Elle a tenté de joindre Hanno sans y parvenir. Des dizaines de fois, à en devenir folle de peur. Autour d’elle on s’efforçait de la calmer, Janina lui parlait mais elle n’entendait pas. Tout se confondait dans un brouillard rouge. Elle voulait qu’on l’emmène à la gare, à l’aéroport. Il n’y avait plus de vol ni de train pour Berlin. Elle fumait cigarette sur cigarette, rappelait Myriam, Wilhelm et Hanno, tombait sur leur répondeur. Janina lui a proposé d’aller au Sofitel, juste à côté, elles pourraient patienter au chaud. Mais cette peur qu’elle couvait depuis la naissance de son fils était en train de la dévorer. Face à elle il n’y avait rien qui tienne, rien à quoi se raccrocher. Au bout du fil, Antoine se voulait rassurant : Si Hanno était parmi les victimes, ils t’auraient déjà prévenue. Le réseau téléphonique est saturé, il faut attendre.
Elle ne cessait d’actualiser le fil d’information sur son téléphone. On ne disait rien sur les morts, les blessés. Une étudiante anglaise témoignait au micro qu’elle buvait un vin chaud avec des amis près d’une baraque quand ils avaient entendu des chocs sourds, des cris. L’incrédulité vibrait dans sa voix.
Pris en otage par le terroriste, le chauffeur polonais avait essayé d’arrêter l’agresseur. On avait retrouvé son corps dans la cabine. Le tueur avait disparu dans l’obscurité du Tiergarten. La traque commençait.

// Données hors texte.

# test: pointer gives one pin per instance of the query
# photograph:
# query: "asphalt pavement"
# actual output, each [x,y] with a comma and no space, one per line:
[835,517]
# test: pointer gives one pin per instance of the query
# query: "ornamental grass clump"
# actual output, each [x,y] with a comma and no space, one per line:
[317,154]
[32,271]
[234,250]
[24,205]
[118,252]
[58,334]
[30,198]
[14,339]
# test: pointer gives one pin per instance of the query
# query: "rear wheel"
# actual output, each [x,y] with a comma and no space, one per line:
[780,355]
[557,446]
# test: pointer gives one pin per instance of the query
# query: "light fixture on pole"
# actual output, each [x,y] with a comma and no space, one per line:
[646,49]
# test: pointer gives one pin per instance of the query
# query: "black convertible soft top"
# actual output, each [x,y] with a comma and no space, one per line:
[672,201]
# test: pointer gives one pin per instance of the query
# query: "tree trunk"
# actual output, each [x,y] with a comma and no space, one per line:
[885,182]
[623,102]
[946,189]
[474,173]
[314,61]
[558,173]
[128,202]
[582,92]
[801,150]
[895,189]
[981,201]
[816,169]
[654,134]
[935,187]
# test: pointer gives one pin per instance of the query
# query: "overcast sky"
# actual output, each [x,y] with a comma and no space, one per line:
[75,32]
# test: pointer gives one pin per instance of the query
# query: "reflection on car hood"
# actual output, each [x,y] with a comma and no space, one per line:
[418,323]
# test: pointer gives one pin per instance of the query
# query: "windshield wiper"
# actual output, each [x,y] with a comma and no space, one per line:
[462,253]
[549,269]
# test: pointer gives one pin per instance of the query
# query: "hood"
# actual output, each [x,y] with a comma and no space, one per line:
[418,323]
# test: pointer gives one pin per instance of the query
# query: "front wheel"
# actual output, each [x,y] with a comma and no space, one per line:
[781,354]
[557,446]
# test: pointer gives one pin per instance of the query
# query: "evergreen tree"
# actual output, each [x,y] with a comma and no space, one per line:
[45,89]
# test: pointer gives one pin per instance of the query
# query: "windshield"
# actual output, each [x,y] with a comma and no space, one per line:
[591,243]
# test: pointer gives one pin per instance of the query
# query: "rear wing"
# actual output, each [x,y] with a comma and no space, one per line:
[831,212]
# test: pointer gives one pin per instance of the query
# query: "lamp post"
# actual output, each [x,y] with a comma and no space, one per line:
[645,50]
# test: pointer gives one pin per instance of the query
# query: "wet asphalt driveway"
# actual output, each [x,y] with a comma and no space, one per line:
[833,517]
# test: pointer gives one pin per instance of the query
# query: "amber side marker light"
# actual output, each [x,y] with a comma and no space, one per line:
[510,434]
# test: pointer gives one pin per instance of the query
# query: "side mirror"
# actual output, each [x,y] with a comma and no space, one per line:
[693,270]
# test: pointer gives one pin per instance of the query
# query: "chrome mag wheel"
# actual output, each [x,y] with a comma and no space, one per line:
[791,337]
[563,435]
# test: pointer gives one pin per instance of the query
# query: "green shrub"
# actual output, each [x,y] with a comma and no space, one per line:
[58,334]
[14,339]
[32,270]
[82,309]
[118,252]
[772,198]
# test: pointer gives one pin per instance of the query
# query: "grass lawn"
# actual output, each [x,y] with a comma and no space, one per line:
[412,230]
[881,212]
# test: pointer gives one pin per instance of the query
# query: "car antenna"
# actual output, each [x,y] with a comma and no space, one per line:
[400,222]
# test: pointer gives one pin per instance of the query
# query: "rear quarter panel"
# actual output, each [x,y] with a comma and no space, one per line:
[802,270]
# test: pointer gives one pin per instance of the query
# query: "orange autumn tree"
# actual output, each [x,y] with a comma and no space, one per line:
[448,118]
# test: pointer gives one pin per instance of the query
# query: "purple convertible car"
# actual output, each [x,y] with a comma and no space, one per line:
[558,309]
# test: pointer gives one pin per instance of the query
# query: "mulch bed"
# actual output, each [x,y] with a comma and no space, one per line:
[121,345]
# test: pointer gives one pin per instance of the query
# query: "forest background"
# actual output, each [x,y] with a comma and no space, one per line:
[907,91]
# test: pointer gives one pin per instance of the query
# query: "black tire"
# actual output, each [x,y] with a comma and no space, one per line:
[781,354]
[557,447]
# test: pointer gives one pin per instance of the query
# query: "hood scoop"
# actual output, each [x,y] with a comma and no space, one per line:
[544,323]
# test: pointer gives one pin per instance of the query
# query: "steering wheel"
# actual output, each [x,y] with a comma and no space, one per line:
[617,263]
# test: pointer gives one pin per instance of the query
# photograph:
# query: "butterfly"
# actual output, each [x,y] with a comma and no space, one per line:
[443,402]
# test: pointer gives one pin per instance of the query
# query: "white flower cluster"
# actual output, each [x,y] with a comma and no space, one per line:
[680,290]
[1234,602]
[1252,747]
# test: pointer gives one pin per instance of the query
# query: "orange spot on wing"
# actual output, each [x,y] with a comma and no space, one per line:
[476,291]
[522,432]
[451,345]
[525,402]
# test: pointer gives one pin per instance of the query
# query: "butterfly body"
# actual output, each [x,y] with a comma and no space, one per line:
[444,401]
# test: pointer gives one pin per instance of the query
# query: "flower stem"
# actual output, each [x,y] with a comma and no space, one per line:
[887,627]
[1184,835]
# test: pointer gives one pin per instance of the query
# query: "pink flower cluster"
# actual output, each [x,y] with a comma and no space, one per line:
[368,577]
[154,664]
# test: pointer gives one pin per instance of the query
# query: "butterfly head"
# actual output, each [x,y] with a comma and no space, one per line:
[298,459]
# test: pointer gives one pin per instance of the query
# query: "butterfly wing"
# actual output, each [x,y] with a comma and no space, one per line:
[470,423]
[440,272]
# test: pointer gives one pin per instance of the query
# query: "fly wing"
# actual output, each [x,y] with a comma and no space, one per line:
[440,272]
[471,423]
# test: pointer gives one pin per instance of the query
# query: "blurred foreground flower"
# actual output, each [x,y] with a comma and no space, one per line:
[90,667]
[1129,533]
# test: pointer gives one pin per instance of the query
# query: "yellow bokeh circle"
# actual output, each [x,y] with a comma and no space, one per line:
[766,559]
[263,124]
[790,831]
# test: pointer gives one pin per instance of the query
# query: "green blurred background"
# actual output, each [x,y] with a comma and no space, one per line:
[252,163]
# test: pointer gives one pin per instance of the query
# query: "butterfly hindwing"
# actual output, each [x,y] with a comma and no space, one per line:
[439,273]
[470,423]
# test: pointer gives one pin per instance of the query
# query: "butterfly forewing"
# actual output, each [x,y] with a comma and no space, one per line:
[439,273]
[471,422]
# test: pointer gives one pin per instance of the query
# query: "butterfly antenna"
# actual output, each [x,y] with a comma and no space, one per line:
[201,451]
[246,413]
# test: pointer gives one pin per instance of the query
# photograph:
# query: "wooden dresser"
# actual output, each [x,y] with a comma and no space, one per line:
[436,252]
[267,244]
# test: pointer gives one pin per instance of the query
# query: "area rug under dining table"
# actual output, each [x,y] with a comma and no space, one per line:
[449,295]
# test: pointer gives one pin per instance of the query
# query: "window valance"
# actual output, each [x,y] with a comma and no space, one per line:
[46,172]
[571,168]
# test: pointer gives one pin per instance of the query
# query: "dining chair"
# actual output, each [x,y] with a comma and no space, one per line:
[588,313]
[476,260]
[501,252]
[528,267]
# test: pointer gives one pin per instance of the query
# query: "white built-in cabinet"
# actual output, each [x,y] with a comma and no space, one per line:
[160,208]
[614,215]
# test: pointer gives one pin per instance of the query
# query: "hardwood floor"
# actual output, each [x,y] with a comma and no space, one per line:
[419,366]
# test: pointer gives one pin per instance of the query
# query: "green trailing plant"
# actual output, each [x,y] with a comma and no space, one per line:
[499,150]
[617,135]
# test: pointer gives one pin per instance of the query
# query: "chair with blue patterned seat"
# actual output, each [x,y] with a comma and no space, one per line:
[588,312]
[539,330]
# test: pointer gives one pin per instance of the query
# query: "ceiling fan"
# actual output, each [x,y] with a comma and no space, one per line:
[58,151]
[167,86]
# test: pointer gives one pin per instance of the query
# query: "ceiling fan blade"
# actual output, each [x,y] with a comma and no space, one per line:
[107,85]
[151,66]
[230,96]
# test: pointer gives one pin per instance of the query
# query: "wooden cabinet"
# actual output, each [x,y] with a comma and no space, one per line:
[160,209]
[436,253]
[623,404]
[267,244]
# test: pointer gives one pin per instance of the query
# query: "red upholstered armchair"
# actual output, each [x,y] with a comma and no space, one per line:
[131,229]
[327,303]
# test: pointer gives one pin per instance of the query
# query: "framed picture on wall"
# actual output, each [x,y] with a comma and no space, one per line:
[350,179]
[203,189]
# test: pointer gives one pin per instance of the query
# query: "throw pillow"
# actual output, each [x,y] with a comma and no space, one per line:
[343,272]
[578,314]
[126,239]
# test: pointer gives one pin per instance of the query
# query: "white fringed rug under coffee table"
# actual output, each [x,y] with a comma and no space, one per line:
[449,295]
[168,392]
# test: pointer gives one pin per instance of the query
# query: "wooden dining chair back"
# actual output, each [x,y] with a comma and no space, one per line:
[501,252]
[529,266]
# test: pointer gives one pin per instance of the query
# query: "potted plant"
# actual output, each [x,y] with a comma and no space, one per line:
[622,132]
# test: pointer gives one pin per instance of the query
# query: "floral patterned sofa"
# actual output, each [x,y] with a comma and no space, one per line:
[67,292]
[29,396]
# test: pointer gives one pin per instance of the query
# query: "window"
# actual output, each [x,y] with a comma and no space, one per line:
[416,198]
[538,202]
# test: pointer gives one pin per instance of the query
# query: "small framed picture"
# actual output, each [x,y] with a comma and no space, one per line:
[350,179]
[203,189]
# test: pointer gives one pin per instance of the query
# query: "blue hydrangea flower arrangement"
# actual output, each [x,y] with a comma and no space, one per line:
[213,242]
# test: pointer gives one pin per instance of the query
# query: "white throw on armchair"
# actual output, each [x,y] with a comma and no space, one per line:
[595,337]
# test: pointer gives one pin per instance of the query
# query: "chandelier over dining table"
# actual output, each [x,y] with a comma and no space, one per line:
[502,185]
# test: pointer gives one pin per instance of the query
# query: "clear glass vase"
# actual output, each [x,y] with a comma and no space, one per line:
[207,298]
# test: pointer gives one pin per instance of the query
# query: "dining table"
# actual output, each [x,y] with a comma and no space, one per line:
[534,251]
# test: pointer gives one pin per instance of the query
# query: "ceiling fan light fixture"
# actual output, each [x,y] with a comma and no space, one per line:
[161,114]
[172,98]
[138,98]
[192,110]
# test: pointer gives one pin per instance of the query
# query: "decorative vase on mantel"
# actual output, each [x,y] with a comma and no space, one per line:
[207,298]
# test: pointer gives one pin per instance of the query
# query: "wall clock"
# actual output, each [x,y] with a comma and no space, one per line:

Elle gardera le souvenir d’une veille interminable dans le salon du Sofitel, suspendue à son téléphone comme à une balise de détresse. Le sms de Myriam était arrivé à 22 h 35 : « Ils vont bien, ils sont à Schöneberg, chez la cousine d’Hermine. Benjamin est en route pour Berlin. Le réseau téléphonique est saturé, tu peux leur écrire sur Messenger. »
Elle avait un compte Facebook mais n’y allait jamais, elle n’avait même pas chargé l’application sur son téléphone. Elle avait oublié son mot de passe. Quand elle est enfin parvenue à ouvrir Messenger, elle découvre les messages de son fils : « On va bien Maman, ne t’en fais pas. J’essaie de te joindre mais ça ne marche pas. Toby, Leni et Hermine sont avec moi, on est chez la cousine d’Hermine. »
« Je n’arrive pas à t’appeler, le réseau est saturé. J’espère que tu ne t’inquiètes pas trop. Je t’embrasse. »
« J’espère que tu vas bien. Je t’ai envoyé des sms mais je n’ai pas l’impression que tu les reçois. On est toujours chez Lotte, on va y passer la nuit. »
Elle pleurait de soulagement tandis que ses doigts trébuchaient sur les touches. Janina l’interrogeait du regard. Elle a souri à travers ses larmes : Il va bien.
— Je crois que tu as besoin d’un verre.
La Polonaise a commandé deux vodkas qu’elles ont bues cul sec ; la recette d’Agata pour chasser le malheur.
— Tu vas changer ton vol ?
Elle a hoché la tête. Elle prendrait le premier avion pour Berlin.
— Ce qui est affreux avec les enfants, a-t-elle murmuré, c’est qu’on ne peut pas les protéger.
Elle pensait, Il aurait pu mourir ce soir et tu aurais passé la même soirée, tu n’aurais rien su, rien senti. Et même si ton cœur t’avait alertée, ça n’aurait rien changé.